Gender is often defined on social networks as a binary choice of male or female. There are a significant number of people who do not see the world in simple binary choice between male and female, but see gender as more like a continuum or an array of different choices and flexible, culturally-bound identities.

There are people who consider themselves intersexed, transexual or transgendered. Some think of the concept of gender to be meaningless. If you had a question when signing up for a social network of "What race are you?" and you had the choices of only "black" and "white", you would have reactions like "I'm Asian" or "I don't think it's appropriate to list my race" or even "I don't believe in race". All are appropriate reactions.

[edit] Guidelines

  • There are some distinct categories which hold in the sphere of gender - these are not mutually exclusive, nor are they definitive. Some people may accept them, others may blur them or reject them. The only solid guide for those implementing gender concepts is to ask for and follow user feedback.
  • Do not force a gender choice. If you must have a binary choice, make the answering of it optional.
  • Have an "other" option which allows users to enter a string describing their gender.
  • Gender, like other information, is not 'obvious'. Allow gender to be different for different sub-communities. For instance, a user may wish their profile to say "male" when their boss sees it, but "F2M transsexual" when friends from the F2M transsexual community views their profile. There is not one obvious answer, as gender is a relational 'act' to whoever is asking.
  • Talk to users within gendered communities within the social network in order to make your service more usable for communities of gender.

[edit] Avoid "user hacks"

Some users, in response to limited gender options, have taken to using other meta-data fields to insert information about their gender (just as underage MySpace users will list their age as "104" as "14" is not allowed). Some have used the location field to insert words like "Queer" so that when the data is presented to the viewer, Queer is prominently listed near their supposed gender.
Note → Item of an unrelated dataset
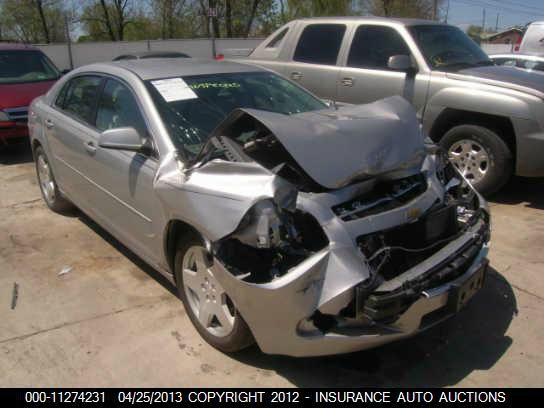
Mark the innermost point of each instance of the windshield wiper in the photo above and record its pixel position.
(464, 64)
Such 'user hacks' are imaginative, but should be prompts for network owners to make gender and sexual prefences more flexible attributes, since the limitations force users to 'hack' other fields, which may cause problems with other functionality. If you've listed your location as "Queer" rather than, say, "Paris", it makes it quite difficult to use the service to talk to other people in Paris! This is something social networking sites should work to prevent by supporting their users in expressing non-mainstream identities.

[edit] Approaching good practice

The network [Pownce is a particularly good example. They provide a wide array of different gender options, some of which are simply variations on the "male/female" theme - "lady", "gentleman", "bloke", "bird" etc. - but they also provide a "transgender" option and a "none of the above" option. Once you have chosen this, you are then described thusly across the network as, for instance, a "22-year-old gentleman from the United Kingdom".